Grey matter of the brain has been shown to differ in volume as a function of people’s experiences.

“Our aim was to address whether the constant management of two spoken languages leads to cognitive advantages and the larger grey matter we observed in Spanish-English bilinguals, or whether other aspects of being bilingual, such as the large vocabulary associated with having two languages, could account for this,” said lead author Olumide Olulade, post-doctoral fellow at GUMC.

The researchers compared grey matter in bilinguals of American Sign Language (ASL) and spoken English with monolingual users of English.

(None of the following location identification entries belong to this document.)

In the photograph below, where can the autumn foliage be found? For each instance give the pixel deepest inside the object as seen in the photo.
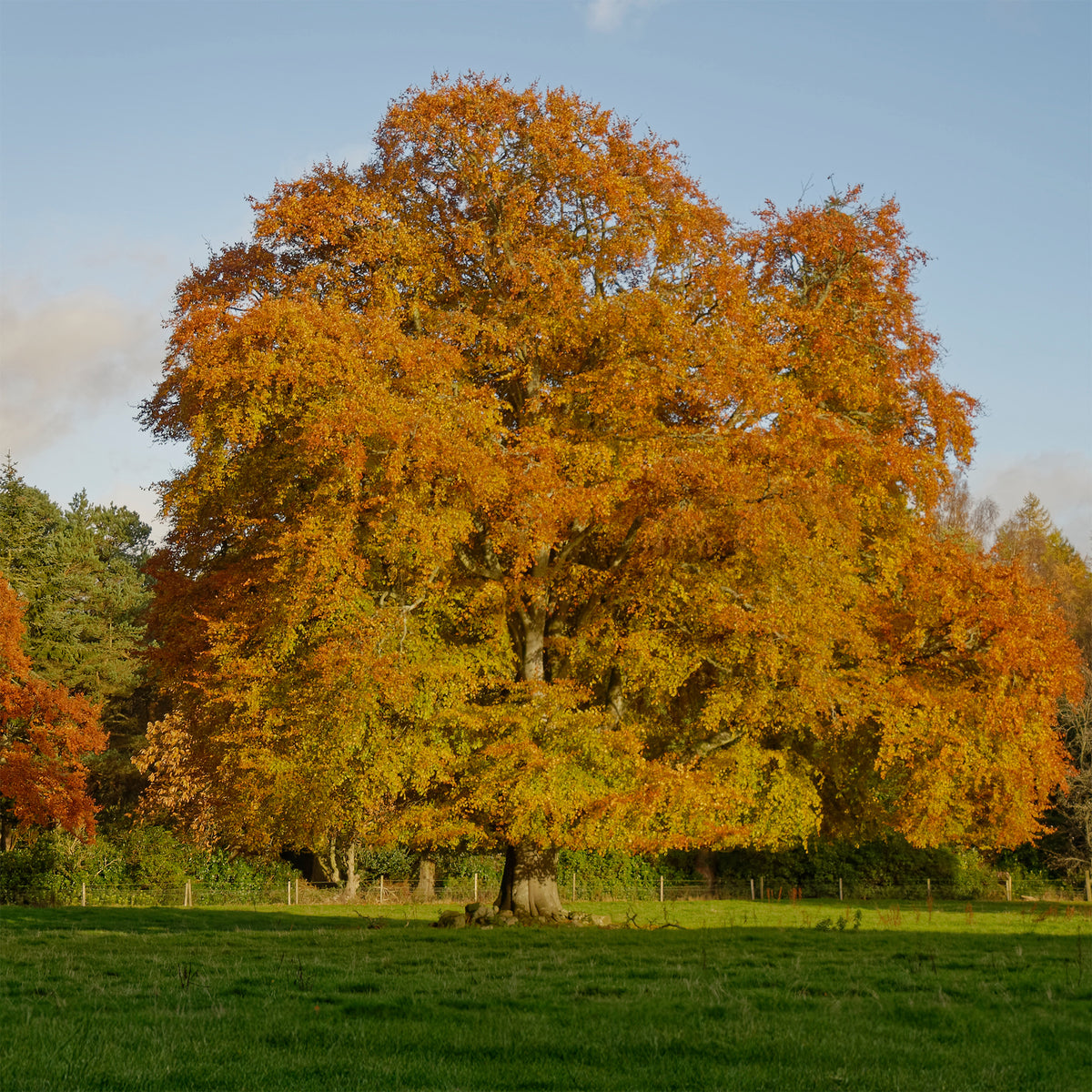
(533, 502)
(45, 735)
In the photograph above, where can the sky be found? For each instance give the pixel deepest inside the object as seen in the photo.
(131, 135)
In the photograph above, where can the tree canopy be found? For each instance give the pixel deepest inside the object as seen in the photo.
(77, 572)
(533, 502)
(45, 735)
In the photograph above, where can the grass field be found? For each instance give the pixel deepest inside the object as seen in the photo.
(737, 996)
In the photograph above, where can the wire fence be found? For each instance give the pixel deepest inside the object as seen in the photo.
(462, 890)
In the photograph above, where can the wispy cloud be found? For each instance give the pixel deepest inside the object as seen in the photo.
(607, 15)
(66, 359)
(1062, 480)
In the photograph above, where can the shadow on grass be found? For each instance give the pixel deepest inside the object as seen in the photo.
(196, 920)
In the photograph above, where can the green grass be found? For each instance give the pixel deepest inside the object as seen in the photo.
(741, 996)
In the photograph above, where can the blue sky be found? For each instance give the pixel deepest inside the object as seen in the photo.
(131, 135)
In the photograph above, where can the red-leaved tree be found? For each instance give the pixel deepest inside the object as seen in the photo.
(45, 734)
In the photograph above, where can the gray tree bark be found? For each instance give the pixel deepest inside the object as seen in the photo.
(529, 885)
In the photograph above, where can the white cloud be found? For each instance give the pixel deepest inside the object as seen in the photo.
(1062, 480)
(66, 359)
(609, 15)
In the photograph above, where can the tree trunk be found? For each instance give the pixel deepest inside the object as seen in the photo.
(529, 885)
(334, 871)
(426, 880)
(352, 880)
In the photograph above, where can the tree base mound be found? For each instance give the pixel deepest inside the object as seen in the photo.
(481, 915)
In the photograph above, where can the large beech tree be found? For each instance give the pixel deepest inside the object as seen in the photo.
(533, 503)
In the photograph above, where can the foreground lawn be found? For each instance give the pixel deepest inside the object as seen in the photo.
(737, 996)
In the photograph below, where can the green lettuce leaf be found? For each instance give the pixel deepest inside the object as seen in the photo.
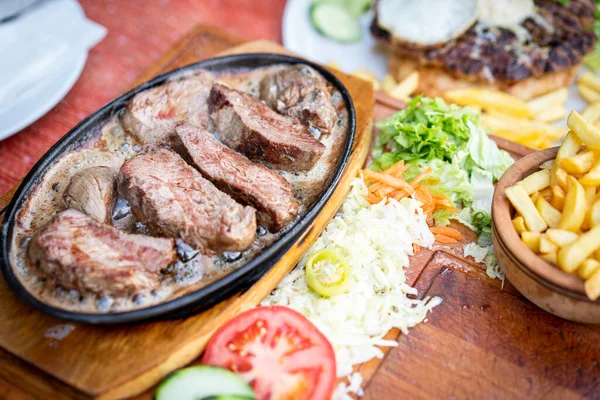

Both ASL-English and Spanish-English bilinguals share qualities associated with bilingualism, such as vocabulary size. However, unlike bilinguals of two spoken languages, ASL-English bilinguals can sign and speak simultaneously, allowing the researchers to test whether the need to inhibit the other language might explain the bilingual advantage.

“Unlike the findings for the Spanish-English bilinguals, we found no evidence for greater grey matter in the ASL-English bilinguals,” Olulade said.

“Thus we conclude that the management of two spoken languages in the same modality, rather than simply a larger vocabulary, leads to the differences we observed in the Spanish-English bilinguals,” he added.

The study was published in the journal Cerebral Cortex.